[cdt-l] Plantar Fascia stretch

Marcia gottawalk at pacbell.net
Wed Nov 29 15:36:18 CST 2006


One theory as to my foot pain was that it was referred pain from plantar faciitis. Now that my feel feel normal it seems like a good guess. 
----- Original Message ----- 
----- Original Message ----- 
From: Mark Jernigan 
To: cdt-l at backcountry.net ; Marcia 
Sent: Wednesday, November 29, 2006 11:38 AM
Subject: Re: [cdt-l] Plantar Fascia stretch


Great article     ...but I'm not clear on how that stretch would help the "tops" of your feet.  That particular stretch is designed to work the muscles and fascia of the underfoot.

'Slogger

Marcia <gottawalk at pacbell.net> wrote:
  Those of you that have sore feet might be interested in this article. My feet get very sore on the tops even with my shoe laces undone. I had been "pulling my toes up" just because it seemed to help. 

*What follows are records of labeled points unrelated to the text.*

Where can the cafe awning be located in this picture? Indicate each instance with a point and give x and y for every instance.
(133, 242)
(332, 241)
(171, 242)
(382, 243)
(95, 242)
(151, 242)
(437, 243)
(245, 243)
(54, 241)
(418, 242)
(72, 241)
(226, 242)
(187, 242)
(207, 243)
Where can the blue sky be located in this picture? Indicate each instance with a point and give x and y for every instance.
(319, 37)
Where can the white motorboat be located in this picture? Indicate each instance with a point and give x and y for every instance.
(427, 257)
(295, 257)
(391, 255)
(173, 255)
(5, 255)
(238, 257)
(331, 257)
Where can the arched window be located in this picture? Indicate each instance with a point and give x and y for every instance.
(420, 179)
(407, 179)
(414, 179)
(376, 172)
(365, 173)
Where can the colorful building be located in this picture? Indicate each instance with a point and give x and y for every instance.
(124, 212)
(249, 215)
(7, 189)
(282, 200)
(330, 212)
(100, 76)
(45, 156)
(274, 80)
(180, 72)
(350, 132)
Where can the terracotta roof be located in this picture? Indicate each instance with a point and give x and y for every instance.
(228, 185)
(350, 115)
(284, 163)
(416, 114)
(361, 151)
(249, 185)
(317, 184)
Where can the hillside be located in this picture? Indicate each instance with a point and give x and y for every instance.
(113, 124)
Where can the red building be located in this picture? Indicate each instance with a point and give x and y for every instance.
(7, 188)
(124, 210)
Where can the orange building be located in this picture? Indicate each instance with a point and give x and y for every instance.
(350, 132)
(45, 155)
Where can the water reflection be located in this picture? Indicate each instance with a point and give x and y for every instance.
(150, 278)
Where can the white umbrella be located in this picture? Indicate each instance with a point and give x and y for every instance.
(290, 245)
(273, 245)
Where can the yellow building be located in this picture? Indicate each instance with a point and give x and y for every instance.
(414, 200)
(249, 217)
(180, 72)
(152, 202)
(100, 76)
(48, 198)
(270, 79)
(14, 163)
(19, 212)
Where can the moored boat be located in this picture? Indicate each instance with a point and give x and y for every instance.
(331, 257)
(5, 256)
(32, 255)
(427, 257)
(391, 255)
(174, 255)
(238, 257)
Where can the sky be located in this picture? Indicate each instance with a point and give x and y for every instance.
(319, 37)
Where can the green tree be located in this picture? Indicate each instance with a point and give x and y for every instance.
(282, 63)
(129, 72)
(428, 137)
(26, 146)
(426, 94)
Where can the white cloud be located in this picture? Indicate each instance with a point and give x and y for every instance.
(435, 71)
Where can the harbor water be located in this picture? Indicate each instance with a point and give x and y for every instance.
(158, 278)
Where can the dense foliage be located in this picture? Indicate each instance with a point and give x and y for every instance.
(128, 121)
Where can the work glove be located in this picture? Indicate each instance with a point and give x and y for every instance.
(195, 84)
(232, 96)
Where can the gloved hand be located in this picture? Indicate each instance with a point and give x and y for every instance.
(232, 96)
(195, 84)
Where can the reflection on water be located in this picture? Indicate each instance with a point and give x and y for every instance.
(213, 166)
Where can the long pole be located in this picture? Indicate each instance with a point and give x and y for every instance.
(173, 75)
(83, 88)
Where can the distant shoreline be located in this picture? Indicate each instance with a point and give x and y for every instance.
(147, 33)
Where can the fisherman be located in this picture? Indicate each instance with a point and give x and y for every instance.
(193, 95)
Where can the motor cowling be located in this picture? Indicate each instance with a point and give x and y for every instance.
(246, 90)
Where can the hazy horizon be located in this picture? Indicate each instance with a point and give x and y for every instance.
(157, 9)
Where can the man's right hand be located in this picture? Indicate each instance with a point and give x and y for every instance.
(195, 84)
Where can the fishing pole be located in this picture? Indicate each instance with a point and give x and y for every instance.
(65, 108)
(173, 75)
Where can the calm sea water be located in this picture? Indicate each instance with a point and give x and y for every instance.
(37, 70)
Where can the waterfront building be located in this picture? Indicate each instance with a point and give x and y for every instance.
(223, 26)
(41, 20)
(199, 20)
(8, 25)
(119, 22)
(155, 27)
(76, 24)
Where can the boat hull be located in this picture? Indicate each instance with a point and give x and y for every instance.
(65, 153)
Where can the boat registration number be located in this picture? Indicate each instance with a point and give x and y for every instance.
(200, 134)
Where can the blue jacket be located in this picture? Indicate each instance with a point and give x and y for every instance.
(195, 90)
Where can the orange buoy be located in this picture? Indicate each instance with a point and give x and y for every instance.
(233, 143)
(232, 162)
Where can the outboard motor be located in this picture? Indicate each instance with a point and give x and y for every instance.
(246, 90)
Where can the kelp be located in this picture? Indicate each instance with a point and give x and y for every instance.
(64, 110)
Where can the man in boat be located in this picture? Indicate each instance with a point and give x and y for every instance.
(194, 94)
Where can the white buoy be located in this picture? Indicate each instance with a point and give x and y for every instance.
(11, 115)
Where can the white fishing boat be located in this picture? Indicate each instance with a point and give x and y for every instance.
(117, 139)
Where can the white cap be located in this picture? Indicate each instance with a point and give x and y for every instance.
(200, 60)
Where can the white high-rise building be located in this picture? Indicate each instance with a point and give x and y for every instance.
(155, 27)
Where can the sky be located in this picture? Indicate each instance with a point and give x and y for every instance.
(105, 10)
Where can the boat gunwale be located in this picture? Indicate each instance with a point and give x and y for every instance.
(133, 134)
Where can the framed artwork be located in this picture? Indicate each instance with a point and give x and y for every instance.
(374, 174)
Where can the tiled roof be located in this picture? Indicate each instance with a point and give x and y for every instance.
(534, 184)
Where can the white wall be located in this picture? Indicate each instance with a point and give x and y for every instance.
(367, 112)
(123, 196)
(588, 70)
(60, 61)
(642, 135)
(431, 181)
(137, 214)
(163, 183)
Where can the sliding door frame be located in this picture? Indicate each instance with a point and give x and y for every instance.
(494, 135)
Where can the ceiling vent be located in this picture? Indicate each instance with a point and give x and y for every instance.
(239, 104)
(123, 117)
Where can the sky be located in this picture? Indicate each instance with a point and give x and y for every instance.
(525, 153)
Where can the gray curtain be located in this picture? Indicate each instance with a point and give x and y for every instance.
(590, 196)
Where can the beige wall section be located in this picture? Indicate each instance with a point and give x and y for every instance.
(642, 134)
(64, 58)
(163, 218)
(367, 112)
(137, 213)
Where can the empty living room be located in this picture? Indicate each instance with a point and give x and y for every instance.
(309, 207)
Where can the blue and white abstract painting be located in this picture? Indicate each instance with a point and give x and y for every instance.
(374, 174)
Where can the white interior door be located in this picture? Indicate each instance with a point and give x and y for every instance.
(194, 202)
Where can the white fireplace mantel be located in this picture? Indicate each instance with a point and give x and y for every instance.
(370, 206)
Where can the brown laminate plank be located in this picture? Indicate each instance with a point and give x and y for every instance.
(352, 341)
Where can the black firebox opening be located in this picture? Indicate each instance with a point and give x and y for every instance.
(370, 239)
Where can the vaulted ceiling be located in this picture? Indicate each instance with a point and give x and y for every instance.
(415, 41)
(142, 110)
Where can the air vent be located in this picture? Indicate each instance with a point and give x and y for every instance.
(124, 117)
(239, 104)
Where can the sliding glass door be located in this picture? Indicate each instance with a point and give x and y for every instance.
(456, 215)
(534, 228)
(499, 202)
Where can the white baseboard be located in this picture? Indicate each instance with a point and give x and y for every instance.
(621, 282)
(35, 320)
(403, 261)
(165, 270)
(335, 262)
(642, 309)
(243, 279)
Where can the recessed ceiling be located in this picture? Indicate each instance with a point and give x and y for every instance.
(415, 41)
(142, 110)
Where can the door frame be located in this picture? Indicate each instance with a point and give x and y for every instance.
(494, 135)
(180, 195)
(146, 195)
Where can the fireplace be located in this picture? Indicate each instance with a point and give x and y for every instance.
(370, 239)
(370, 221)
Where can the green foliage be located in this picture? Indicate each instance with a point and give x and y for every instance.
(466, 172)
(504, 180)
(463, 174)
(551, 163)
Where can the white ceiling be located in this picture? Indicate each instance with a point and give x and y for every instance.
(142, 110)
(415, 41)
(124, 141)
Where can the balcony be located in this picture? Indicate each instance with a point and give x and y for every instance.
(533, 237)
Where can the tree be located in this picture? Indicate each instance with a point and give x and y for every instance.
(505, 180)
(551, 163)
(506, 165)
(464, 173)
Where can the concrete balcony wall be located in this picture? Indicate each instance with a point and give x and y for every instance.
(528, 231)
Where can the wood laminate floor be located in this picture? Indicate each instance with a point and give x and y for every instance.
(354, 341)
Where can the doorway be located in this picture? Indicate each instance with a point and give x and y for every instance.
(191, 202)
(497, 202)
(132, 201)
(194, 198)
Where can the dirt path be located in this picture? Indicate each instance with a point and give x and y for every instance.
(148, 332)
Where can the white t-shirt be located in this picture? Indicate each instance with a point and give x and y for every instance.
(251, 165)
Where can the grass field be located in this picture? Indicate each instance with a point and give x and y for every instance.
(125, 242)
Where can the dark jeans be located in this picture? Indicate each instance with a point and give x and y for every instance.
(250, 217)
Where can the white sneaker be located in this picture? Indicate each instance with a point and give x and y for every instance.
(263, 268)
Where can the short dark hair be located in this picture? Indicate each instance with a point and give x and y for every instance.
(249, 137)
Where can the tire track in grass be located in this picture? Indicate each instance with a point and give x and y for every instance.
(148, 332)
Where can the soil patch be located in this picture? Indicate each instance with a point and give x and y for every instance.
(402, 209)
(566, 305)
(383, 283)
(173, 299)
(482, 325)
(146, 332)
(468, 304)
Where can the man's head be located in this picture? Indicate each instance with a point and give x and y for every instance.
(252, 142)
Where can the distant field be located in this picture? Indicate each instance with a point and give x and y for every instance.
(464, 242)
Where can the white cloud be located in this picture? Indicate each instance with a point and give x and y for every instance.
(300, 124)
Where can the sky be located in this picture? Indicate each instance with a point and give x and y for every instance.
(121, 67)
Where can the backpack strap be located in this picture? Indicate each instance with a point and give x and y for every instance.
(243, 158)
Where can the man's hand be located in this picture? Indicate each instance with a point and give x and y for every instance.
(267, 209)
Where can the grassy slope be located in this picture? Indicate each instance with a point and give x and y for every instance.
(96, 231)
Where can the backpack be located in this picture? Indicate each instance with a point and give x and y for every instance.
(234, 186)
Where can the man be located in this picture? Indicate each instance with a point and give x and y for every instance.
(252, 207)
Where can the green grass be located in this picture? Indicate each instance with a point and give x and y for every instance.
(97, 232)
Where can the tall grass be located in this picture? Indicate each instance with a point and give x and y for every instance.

  ARTICLE: Heel To Heal: New Stretch Relieves Pain from Plantar Fasciitis
  A new stretch is proving quite effective to help treat and potentially cure plantar fasciitis, a condition that affects nearly 2.5 million Americans each year. In a study recently published in Journal of Bone and Joint Surgery, researchers found that patients suffering from the painful heel spur syndrome had a 75 percent chance of having no pain and returning to full activity within three to six months of performing the stretch. In addition, patients have about a 75 percent chance of needing no further treatment.
       The study is a two-year follow-up on 82 patients with plantar fasciitis, all of whom were part of an original clinical trial of 101 patients in 2003. The patients were taught a new stretch, specifically targeting the plantar fascia, that was developed by Benedict DiGiovanni, M.D., associate professor of orthopaedic surgery at the University of Rochester and author of the study, and Deborah Nawoczenski, P.T., Ph.D., professor of physical therapy at Ithaca College.
       The stretch requires patients to sit with one leg crossed over the other, and stretch the arch of the foot by taking one hand and pulling the toes back toward the shin for a count of 10. The exercise must be repeated 10 times, and performed at least three times a day, including before taking the first step in the morning and before standing after a prolonged period of sitting. More than 90 percent of the patients were totally satisfied or satisfied with minor reservations, and noted distinct decrease in pain and activity limitations. The most common cause of heel pain, plantar fasciitis occurs when the plantar fascia, the flat band of tissue that connects your heel bone to your toes, is strained, causing weakness, inflammation and irritation. Common in middle-aged people as well as younger people who are on their feet a lot, like athletes or soldiers, people with plantar fasciitis experience extreme pain when they stand or walk. Plantar fasciitis can be a frustrating experience, as the chronic cycle of reinjury and pain can last for up to one year. DiGiovanni likens it to pulling a hamstring, and continuing to run without proper stretching. "Walking without stretching those foot tissues is just re-injuring yourself," he said.
       Most physicians will recommend a non-surgical approach to treating plantar fasciitis, advising a regimen of anti-inflammatory medications, foot inserts, and stretches. Surgery occurs in about 5 percent of all cases, and has a 50 percent success rate of eliminating pain and allowing for full activity.
       "Plantar fasciitis is everywhere, but we really haven't had a good handle on it," said DiGiovanni. "The condition often causes chronic symptoms and typically takes about nine to 10 months to burn itself out, and for people experiencing this pain, that's way too long to suffer through it."
       DiGiovanni should know. He's experienced plantar fasciitis first-hand. Deciding to get some extra exercise on a golf outing one recent afternoon, he carried his clubs around all 18 holes instead of taking an easy-going ride in a golf cart. The next morning, he woke up with severe heel pain, which brought the topic of his study close to home.
       "We need to further optimize non-operative treatments prior to considering surgical options," DiGiovanni said. "If you look at the results of the study, I think we've succeeded."